Co-Chair, Korean Council on Reconciliation and Cooperation 2003-2010

• Professor, SunHak Universal Peace Graduate University  Current Senior Advisor, Women’s Federation for World Peace Experience:

• 2000 – May 2014 WFWP, International president & Korea president

• Mar. 2001 – May 2014: Co-chair, Korea Council for Reconciliation and Cooperation Joint representative, All Korean Committee for the Implementation of the June 15 Joint Declaration  1999 – 2014: made 19 humanitarian trips to North Korea to promote reconciliation and peaceful reunification of the two Koreas.

Professor Moon expressed her appreciation for the opportunity to share her personal

experience of the Korean peace and reconciliation process.
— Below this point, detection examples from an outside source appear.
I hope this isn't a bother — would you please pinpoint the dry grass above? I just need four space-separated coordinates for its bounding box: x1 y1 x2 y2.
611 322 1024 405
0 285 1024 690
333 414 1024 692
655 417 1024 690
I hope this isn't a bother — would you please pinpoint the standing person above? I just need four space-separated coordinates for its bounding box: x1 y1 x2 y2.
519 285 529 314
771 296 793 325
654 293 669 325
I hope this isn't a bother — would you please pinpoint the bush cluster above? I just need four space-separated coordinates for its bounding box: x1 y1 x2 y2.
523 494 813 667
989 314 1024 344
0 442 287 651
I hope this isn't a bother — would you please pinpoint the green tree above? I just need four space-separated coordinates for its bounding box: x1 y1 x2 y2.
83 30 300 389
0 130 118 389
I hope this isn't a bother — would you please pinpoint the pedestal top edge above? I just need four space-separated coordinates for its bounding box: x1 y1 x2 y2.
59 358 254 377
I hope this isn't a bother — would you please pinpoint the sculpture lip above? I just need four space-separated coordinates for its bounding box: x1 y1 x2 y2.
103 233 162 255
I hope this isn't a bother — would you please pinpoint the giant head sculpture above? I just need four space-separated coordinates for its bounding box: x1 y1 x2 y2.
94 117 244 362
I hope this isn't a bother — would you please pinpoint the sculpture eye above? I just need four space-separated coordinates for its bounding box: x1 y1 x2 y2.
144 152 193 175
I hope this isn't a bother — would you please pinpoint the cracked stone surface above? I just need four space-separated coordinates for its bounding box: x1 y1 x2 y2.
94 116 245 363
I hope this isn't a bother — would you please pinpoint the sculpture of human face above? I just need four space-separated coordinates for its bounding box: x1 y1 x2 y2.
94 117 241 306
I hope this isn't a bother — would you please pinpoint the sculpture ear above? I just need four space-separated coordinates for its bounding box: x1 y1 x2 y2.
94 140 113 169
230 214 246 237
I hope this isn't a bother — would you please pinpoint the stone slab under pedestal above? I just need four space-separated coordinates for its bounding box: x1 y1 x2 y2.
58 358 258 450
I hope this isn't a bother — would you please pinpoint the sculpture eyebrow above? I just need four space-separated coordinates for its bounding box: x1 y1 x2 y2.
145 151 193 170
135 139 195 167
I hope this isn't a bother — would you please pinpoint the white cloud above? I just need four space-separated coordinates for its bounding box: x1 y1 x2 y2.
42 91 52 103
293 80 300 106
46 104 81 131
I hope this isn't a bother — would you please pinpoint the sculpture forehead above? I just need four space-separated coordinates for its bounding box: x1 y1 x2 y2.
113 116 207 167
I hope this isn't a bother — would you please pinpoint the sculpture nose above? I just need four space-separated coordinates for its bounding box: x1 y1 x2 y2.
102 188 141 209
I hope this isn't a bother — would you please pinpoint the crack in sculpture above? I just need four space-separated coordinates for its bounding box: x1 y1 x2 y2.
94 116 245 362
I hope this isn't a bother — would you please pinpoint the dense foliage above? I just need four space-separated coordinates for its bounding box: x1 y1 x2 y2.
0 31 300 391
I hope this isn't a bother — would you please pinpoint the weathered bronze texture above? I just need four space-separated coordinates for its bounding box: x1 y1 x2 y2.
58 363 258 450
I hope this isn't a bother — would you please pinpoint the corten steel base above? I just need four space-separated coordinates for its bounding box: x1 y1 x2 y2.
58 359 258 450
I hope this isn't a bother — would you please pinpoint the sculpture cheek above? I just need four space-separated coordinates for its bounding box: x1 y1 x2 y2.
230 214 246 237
With the inauguration of WFWP by Rev. & Dr. Moon in 1992, women were called to lead in creating a ‘peaceful world and one global family’ with special emphasis on healing the tragic division of the Korean Peninsula.

In 2001, ten years after Rev & Dr Moon’s historic visit to North Korea, Prof. Moon, a North Korean by birth who escaped to the South in 1950, travelled to the North as a WFWP representative with a group of women leaders to meet their North Korean counterparts.

Through meetings, discussions and tours, they caught a glimpse of the heart-breaking suffering of the people. On her return to the South, Prof Moon initiated the ‘1% Love Share Project’ to support women and children in the North. The project received national acclaim ranging from the First Lady to organisations nationwide with the active support of WFWP. The ensuing donations enabled them to send twice or thrice annually much needed food staples, warm clothing and school supplies, which opened the hearts of North Koreans.

In 2007, the ‘World Women Leaders Assembly’ with 740 representatives from 50 nations was held in Mt. Kum-Gang, North Korea. Encouraged by Rev & Dr Moon, supported by the authorities and with 10 North Korean delegates in attendance, it was the first such event involving women from North and South Korea together with international representatives to promote peace and reunification. Despite diverging viewpoints, the closing programme with a ‘Candlelight Prayer for Peace’ instilled great hope. The North Koreans acknowledged the event as historical and unforgettable and both Koreas recognised its success.

Rev & Dr Moon believe peaceful reunification is God’s plan and should be approached accordingly, particularly with women leaders practising love through service based on Mother Moon’s inspiring example of demonstrating motherly love for the world as ‘Mother of Peace.’